Okay i got it working, through a process of elimination of looking at the difference in params between the standard and full interface results i have found the following param is required for the partial matching to work:
<str name="qt">standard</str>

So here is the final code which works:

function my_module_apachesolr_modify_query(&$query, &$params, $caller) {
   $query->set_keys($query->get_keys().'*');
   $params["qt"]="standard";  
}

This is great as it means we can control how we want this wildcard matching to work. i.e. *query* or just query* or even query~
Nice module :)

Nick_vh’s picture

I'd like to see this in a form of a patch since this an important functionality that should be enabled or disabled by the user that is configuring apache solr!

Edit: I tried this myself and seems not to work properly in my instance of solr :
The error I have when I enable those 2 lines :

warning: htmlspecialchars() [function.htmlspecialchars]: Invalid multibyte sequence in argument in /opt/svn/trunk/www/core/includes/bootstrap.inc on line 857.

When I disable

$query->set_keys($query->get_keys().'*');

it runs fine again but the wildcard search does not function yet.

Nick_vh’s picture

FileSize
1.76 KB

Included is a patch that brings this functionality to the administration backend.
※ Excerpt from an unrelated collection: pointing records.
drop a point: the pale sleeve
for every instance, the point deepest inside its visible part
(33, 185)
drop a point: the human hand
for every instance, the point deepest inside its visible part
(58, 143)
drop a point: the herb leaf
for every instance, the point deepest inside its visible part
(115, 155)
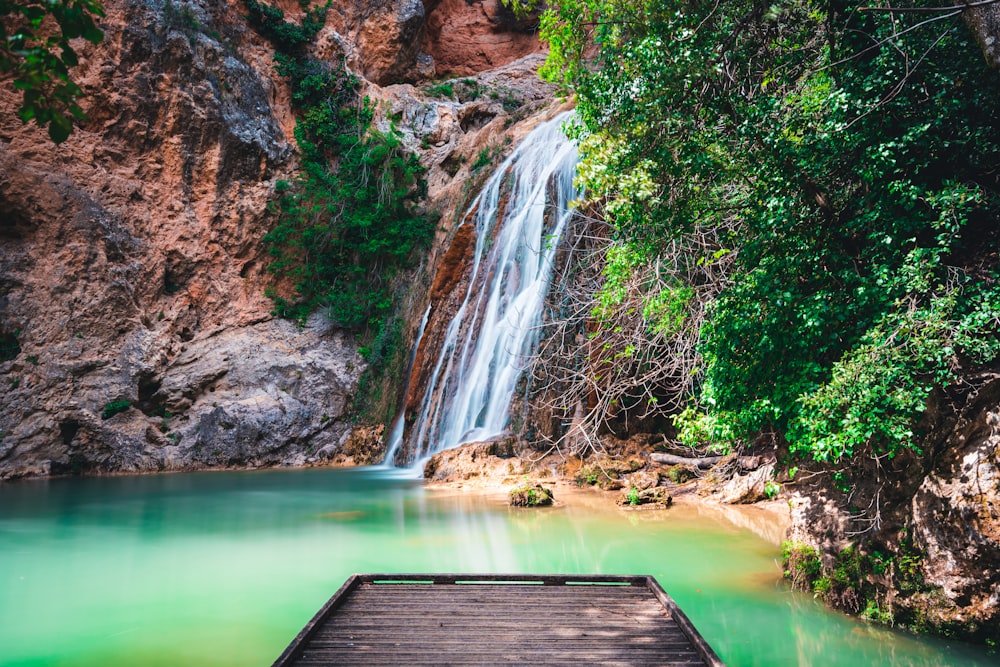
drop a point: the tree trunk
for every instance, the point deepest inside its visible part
(984, 21)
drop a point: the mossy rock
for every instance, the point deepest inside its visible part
(530, 495)
(655, 498)
(606, 473)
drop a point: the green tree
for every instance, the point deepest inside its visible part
(35, 50)
(842, 162)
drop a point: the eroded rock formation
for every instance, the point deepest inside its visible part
(135, 333)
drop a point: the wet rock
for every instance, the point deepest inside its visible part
(530, 495)
(748, 488)
(654, 498)
(469, 36)
(494, 459)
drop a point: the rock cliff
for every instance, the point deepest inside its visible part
(134, 330)
(916, 541)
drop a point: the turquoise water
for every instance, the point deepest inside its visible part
(225, 568)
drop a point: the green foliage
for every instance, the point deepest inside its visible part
(530, 495)
(286, 35)
(818, 151)
(443, 89)
(347, 225)
(35, 51)
(114, 407)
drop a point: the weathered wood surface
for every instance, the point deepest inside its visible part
(499, 619)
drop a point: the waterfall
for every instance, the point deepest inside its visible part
(519, 218)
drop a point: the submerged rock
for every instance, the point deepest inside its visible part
(531, 495)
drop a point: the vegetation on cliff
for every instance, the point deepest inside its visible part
(796, 210)
(35, 50)
(837, 169)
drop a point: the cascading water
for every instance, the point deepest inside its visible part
(519, 219)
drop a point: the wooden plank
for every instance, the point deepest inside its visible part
(685, 624)
(462, 619)
(288, 656)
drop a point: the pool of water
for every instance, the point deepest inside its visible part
(225, 568)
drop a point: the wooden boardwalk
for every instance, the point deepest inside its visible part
(417, 619)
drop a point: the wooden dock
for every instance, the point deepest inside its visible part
(434, 619)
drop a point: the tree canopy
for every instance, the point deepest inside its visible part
(36, 52)
(838, 165)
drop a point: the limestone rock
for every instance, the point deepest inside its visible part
(748, 488)
(469, 36)
(133, 267)
(494, 459)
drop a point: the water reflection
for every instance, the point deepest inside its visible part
(224, 568)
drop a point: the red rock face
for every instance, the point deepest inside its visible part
(469, 36)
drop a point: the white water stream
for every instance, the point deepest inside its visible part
(520, 217)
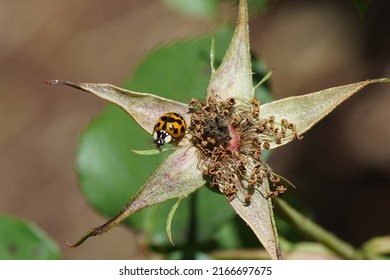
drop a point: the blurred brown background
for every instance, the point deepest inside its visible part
(341, 168)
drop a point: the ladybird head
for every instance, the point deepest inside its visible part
(161, 137)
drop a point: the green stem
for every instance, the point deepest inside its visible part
(316, 232)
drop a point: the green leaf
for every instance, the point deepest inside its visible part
(22, 240)
(198, 8)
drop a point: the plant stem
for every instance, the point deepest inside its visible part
(316, 232)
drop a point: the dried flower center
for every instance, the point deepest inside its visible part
(230, 139)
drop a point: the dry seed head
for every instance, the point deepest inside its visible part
(230, 139)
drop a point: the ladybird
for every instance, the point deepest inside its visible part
(170, 126)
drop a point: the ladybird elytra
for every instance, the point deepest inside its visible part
(169, 127)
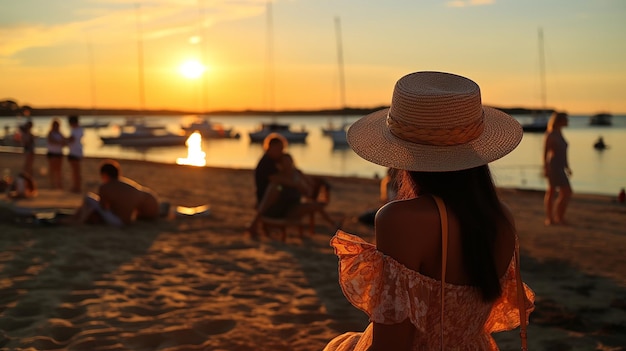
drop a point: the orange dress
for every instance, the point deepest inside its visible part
(389, 293)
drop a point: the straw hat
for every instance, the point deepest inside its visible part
(436, 123)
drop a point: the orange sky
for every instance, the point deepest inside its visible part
(85, 53)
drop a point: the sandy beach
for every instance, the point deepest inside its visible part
(202, 284)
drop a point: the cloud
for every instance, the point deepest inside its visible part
(110, 21)
(467, 3)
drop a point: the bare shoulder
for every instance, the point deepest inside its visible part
(404, 227)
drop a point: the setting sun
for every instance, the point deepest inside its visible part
(192, 69)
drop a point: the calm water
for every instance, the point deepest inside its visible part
(596, 172)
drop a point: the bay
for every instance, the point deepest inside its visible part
(594, 172)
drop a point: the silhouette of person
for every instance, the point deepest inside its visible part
(556, 169)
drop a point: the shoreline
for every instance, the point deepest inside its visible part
(201, 284)
(14, 150)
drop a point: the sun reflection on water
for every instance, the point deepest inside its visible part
(195, 155)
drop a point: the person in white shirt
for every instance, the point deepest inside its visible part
(74, 142)
(55, 143)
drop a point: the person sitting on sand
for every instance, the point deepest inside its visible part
(274, 144)
(119, 200)
(283, 196)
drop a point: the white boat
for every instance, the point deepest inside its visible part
(145, 136)
(283, 129)
(210, 130)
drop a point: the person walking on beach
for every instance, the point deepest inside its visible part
(75, 144)
(55, 143)
(556, 170)
(443, 272)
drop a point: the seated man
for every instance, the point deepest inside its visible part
(283, 196)
(119, 200)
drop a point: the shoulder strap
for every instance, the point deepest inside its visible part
(521, 298)
(443, 214)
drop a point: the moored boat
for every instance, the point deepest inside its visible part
(141, 136)
(210, 130)
(601, 119)
(537, 123)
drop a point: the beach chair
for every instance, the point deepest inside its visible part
(317, 202)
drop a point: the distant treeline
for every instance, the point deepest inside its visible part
(11, 108)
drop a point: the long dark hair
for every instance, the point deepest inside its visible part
(471, 195)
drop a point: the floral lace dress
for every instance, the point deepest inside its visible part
(389, 293)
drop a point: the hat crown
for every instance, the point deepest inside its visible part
(436, 108)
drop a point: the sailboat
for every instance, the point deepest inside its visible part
(338, 135)
(274, 126)
(539, 121)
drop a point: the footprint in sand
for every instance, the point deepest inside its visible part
(214, 327)
(69, 311)
(9, 323)
(60, 330)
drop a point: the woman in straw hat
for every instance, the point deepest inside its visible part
(447, 225)
(556, 169)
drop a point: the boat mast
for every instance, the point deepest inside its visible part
(142, 95)
(92, 76)
(204, 55)
(542, 71)
(342, 82)
(270, 56)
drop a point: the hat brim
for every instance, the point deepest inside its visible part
(371, 139)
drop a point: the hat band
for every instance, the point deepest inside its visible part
(435, 136)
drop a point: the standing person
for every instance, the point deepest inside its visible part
(55, 143)
(28, 143)
(75, 144)
(447, 239)
(556, 169)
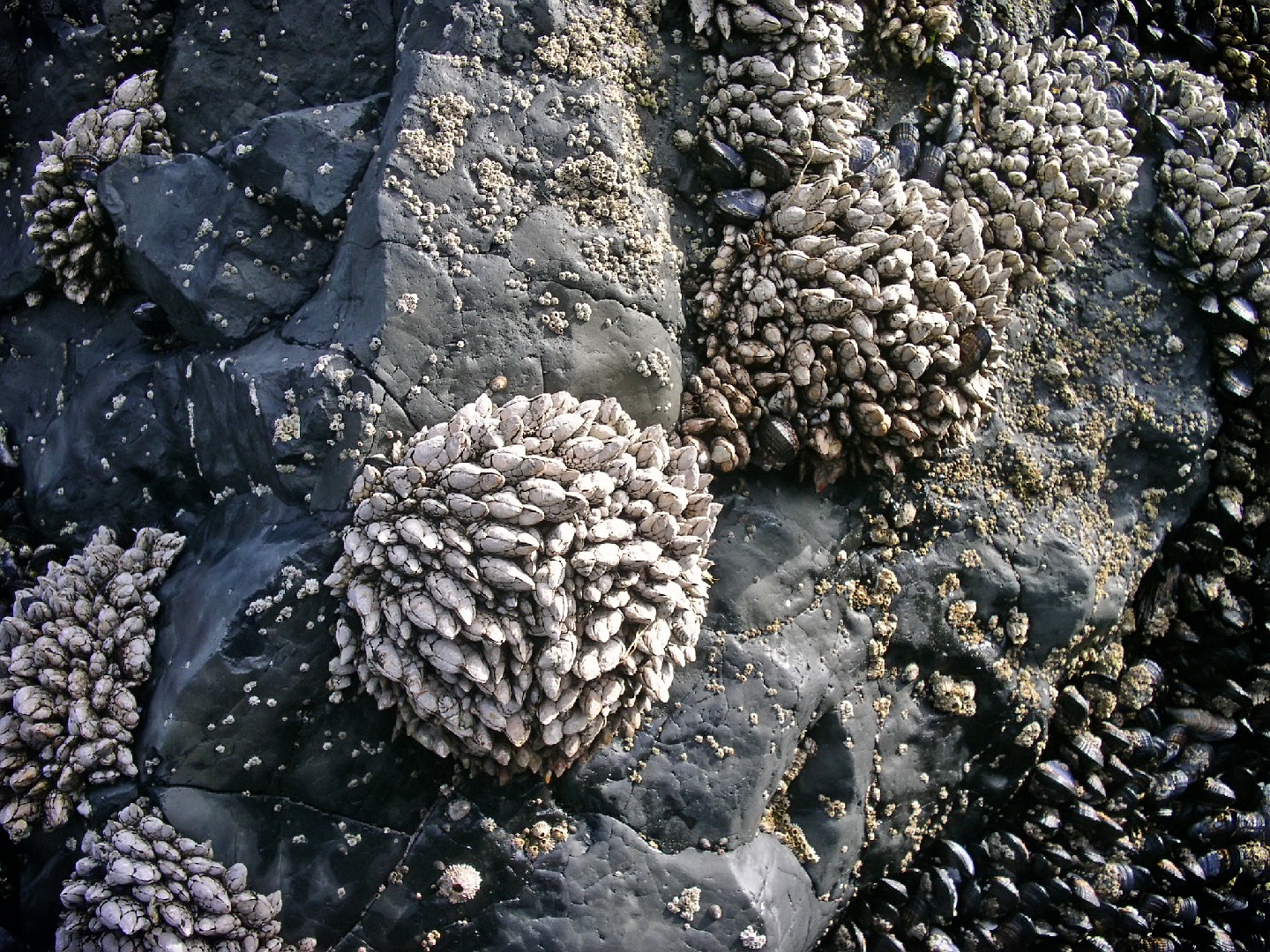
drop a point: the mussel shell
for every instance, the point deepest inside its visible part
(1237, 381)
(975, 344)
(778, 442)
(152, 319)
(743, 205)
(773, 169)
(724, 165)
(862, 152)
(932, 164)
(1241, 312)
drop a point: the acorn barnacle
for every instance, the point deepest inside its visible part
(66, 221)
(72, 655)
(524, 579)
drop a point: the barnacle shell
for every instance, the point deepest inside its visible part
(66, 219)
(71, 657)
(524, 580)
(187, 899)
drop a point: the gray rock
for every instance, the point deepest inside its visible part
(230, 68)
(97, 417)
(462, 262)
(221, 264)
(280, 418)
(238, 701)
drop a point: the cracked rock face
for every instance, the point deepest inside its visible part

TODO : whenever a person does not request a word and just tries to fetch everything, the qt parameter should not be set.
Whenever we set this on an empty query it generates an error and also the error that apache solr is not reachable anymore.

TODO : Improve the check if we do a query with a word or just a wildcard search

Please review

Nick_vh’s picture

Status: Needs work » Needs review

Changed status to needs review

Nick_vh’s picture

This is not yet the best option since this disables the 'did you mean' option and returns when queried to a big amount of data unreliable results.

Appearently this has effect on the query engine which is used. As far as I understand when you use qt = standard a lot of the server side checks are not executed (such as the spellchecker) and some other unwanted content could pop up in your search result and this is not wanted.

The better option would be to migrate to the edismax query engine (see http://drupal.org/node/713142)

So if you are concerned about the normal functionality of your search do NOT use this patch.

jpmckinney’s picture

Status: Needs review » Closed (duplicate)

I think #713142: Add configuration option to a search environment if we want to use Dismax or EDismax. is the way to go. This issue hasn't made much progress since the first patch. Still too many TODOs and pwolanin's concerns are still valid.